= Benjamin S. Graham =

American organizational theorist

Benjamin S. Graham Sr. (1900–1960) was an American organizational theorist and consultant known as a pioneer in the development and application of scientific management and industrial engineering techniques to the office and factory clerical work. He is recognized as the founder of paperwork simplification. He saw a growing need for improvement in information processing back in the 1940s (when the professional and clerical segments of the workforce were still in the minority).

== Biography ==
Graham started his career in the insurance business. In the 1940s he was trained in work simplification by Allan H. Mogensen and Lillian Gilbreth, which had started at the 1944 Work Simplification Conferences at Lake Placid, where he participated in Mogensen's class.

Graham also participated in the programs of the Work Simplification Round Tables at New York University, the spring Methods Conferences conducted by the Wharton School of Finance at the University of Pennsylvania and at UCLA’s Engineering and Management Course.

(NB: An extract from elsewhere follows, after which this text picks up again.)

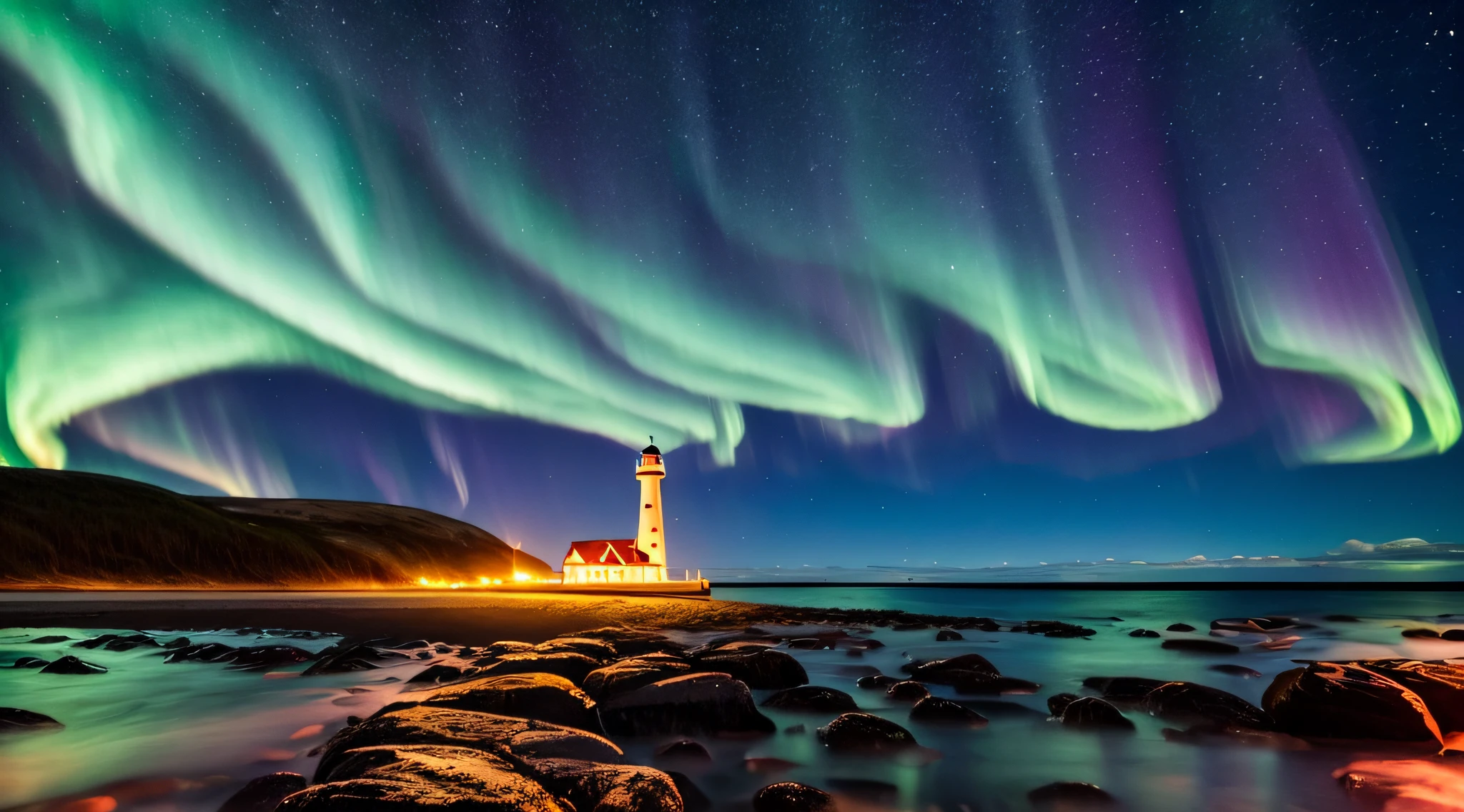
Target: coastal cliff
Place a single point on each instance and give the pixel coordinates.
(71, 528)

MIT, Northwestern University, Cornell and Georgia are among other colleges that called upon Mr. Graham throughout his career.

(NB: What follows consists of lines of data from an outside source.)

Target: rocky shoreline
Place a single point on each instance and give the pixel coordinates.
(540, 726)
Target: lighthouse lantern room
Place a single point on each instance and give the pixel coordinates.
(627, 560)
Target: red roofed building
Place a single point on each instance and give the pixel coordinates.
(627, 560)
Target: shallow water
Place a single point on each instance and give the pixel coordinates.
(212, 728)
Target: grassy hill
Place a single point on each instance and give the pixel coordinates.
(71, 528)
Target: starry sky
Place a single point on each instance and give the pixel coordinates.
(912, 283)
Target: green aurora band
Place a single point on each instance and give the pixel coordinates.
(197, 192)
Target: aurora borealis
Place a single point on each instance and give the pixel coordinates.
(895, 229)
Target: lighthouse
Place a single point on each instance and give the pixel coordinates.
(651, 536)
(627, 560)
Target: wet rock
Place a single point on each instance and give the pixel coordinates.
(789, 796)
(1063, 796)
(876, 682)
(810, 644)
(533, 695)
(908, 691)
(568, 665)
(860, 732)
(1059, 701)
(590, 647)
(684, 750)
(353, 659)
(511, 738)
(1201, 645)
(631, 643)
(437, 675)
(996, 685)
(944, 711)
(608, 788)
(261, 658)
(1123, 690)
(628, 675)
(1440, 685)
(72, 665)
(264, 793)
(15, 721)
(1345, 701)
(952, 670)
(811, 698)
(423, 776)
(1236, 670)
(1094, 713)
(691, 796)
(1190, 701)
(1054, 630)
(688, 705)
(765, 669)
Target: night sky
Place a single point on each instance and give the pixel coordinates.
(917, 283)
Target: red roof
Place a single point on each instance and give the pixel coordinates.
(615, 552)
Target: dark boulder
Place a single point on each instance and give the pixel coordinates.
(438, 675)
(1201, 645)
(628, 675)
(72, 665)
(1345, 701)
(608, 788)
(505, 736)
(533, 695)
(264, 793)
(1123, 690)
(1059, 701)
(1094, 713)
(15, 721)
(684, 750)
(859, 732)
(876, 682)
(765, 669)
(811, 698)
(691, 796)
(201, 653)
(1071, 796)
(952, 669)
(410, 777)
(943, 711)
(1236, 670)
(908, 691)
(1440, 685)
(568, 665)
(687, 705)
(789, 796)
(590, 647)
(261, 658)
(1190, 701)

Graham organized and directed the Paperwork Simplification Conferences held at Madison, Wisconsin in the spring and fall, at the Seigniory Club, Quebec, Canada in the spring and at the University of Dayton, Ohio in the fall. He conducted many sold-out public training workshops between 1953 and 1959 along with numerous in-house workshops for organizations in the US, Canada, and South America. He also conducted hundreds of speaking engagements to professional societies. Ben S. Graham, Sr. died in 1960 at the age of 59.

== Work ==
Graham had adapted the Gilbreth flow process charts that were being used to improve factory work for use with more complex business processes. He was working with the Standard Register Company of Dayton, Ohio. His purpose was to display processes so that employee teams could study them and streamline them. Graham was invited to join Mogensen’s staff to provide instruction in paperwork simplification at Mogensen’s Work Simplification Conferences.

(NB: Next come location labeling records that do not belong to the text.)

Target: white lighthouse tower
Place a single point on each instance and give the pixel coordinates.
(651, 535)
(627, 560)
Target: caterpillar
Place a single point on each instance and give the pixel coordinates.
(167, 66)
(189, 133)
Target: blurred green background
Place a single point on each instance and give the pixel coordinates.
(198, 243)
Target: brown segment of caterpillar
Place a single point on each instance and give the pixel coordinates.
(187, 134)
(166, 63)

Graham was a prolific author with articles on Work Simplification and Management Methods, particularly as applied to office and paperwork, that appeared in Fortune, Industrial Engineering Magazine and a great variety of professional and other journals here and abroad. Standard Register published a collection of his articles that appeared in their PS magazine called Paperwork Simplification for Better Management Control.

His process-charting technique is now used worldwide for Business Process Improvement.

== Selected publications ==

- Graham, Ben S. "Paperwork Simplification." Industrial Management Institute (1950).